The GBP and Contrarianism at its Purest

September 11th, 2009 § 1

Back in January this year when the British pound was falling in a crumpled heap a certain investment great came out and said this about the GBP:

“For the last 26 years, the U.K. has been selling oil, the North Sea. That’s what’s saved the U.K. in the past three decades. It’s finished. The North Sea oil is running out. Within the decade, the U.K. will be importing oil again. And then they’ve got nothing to sell… I mean, again, I hate to say it, but I would not put any money in the U.K. I’ve sold all of my sterling…”

To be fair he also had this to say about commodities and emerging markets:

“The real opportunities remain commodities and emerging markets. I continue to think that real assets are the best place to be because that’s where the shortages continue to develop. If the world economy develops and gets better as Mr. Geithner says, then obviously raw materials will be the best beneficiary. If the world does not get better, raw materials will still be the best beneficiary because the governments are printing so much money all over the world, and throughout history that has led to higher prices.”

Some of you may remember that the famous investor was Jim Rogers. For the time being he has been wrong about the GBP (in USD terms at least) but right about commodities and emerging markets in both GBP terms and USD terms. Anyway the point here is not so much on how wrong Rogers has been about the GBP (perhaps he has a much longer time perspective than us and in which case he may well not be wrong) but rather to highlight that when you hear comments from a highly respected commentator/investor justifying the current market action when by all historical accounts the market is in an extreme oversold or overbought condition…….odds suggest that the market is ripe for a reversal.

Whilst commentary on the GBP is far from being extremely bearish as it was in the 1st quarter of this year it still remains in a generally bearish state.
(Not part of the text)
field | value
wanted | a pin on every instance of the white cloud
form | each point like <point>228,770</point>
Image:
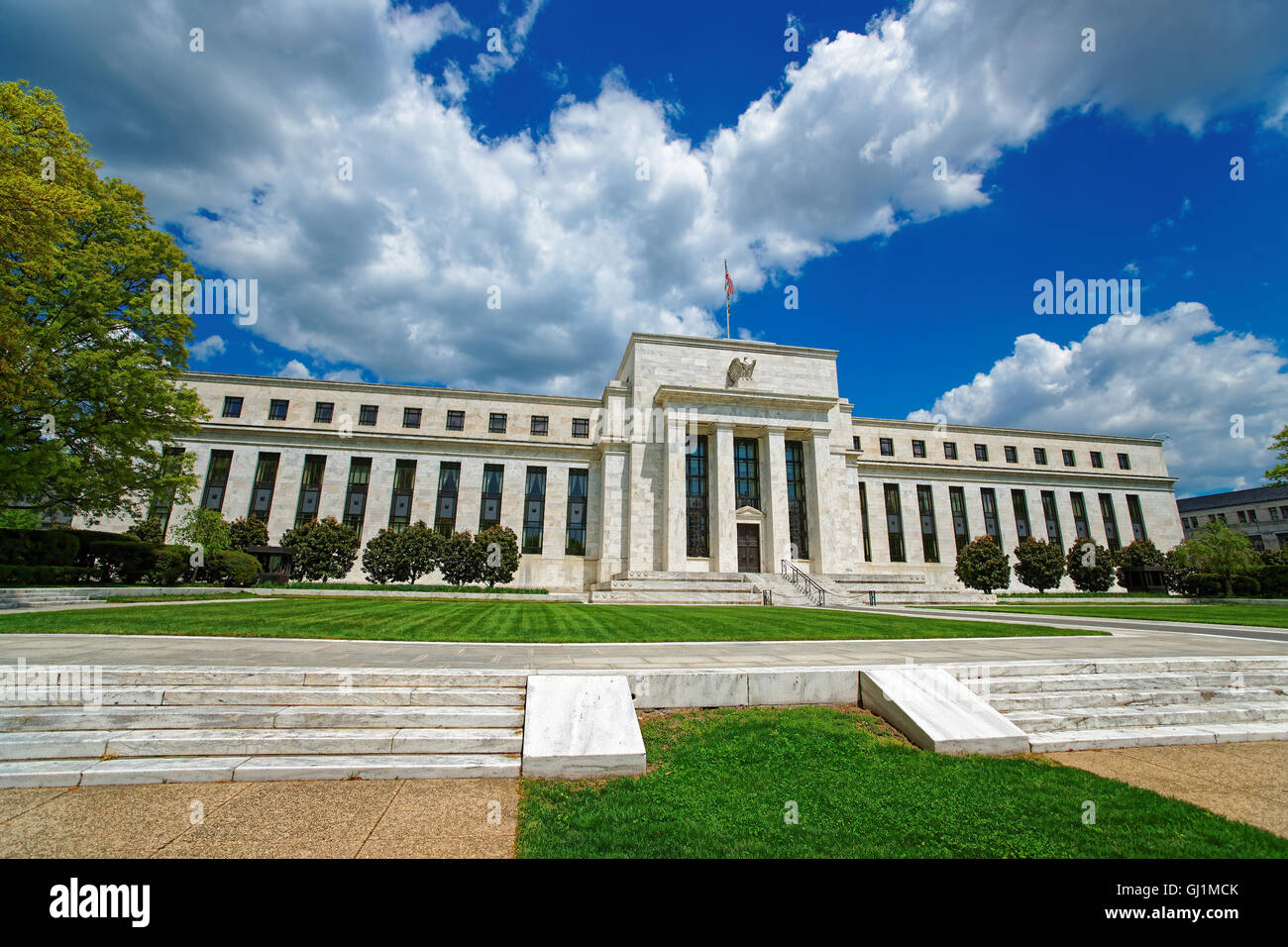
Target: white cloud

Yet the GBP continues to hold out against the US and looks as if it is getting ready for the next big move up.

Investing in currencies is a very different art than investing in stocks because currency investing is a relative game. Whilst a currency is to a country what a stock price is to a company the valuations of a currency are expressed as a relative (to other currencies) whereas a stock price is expressed as an absolute. So whilst the fundamentals of Great Britain may appear to be poor (as Rogers points out)……they are perhaps not as bad as those of the US. Of course now it comes down to which currency is a better of a bad bunch.

We think that the GBP has more upside, however…..if you are a long term investor then perhaps Rogers was right all along. Perhaps he just forgot to say against which currency he was valuing the GBP. We have a funny suspicion he had in mind the GBP against the Aussie.

We have yet to witness any wild bullish claims about the prospects of the Aussie dollar so we believe that its upside is far from over. But as always happens, the Aussie will climb until such a point that the crowd reaches universality of bullish opinion and then will start to move against the crowd. Enjoy the ride.

Our wealth creation portfolio is up 14.9% since the beginning of the year with approximately 40% of the volatility of the S&P 500. This portfolio is not leveraged.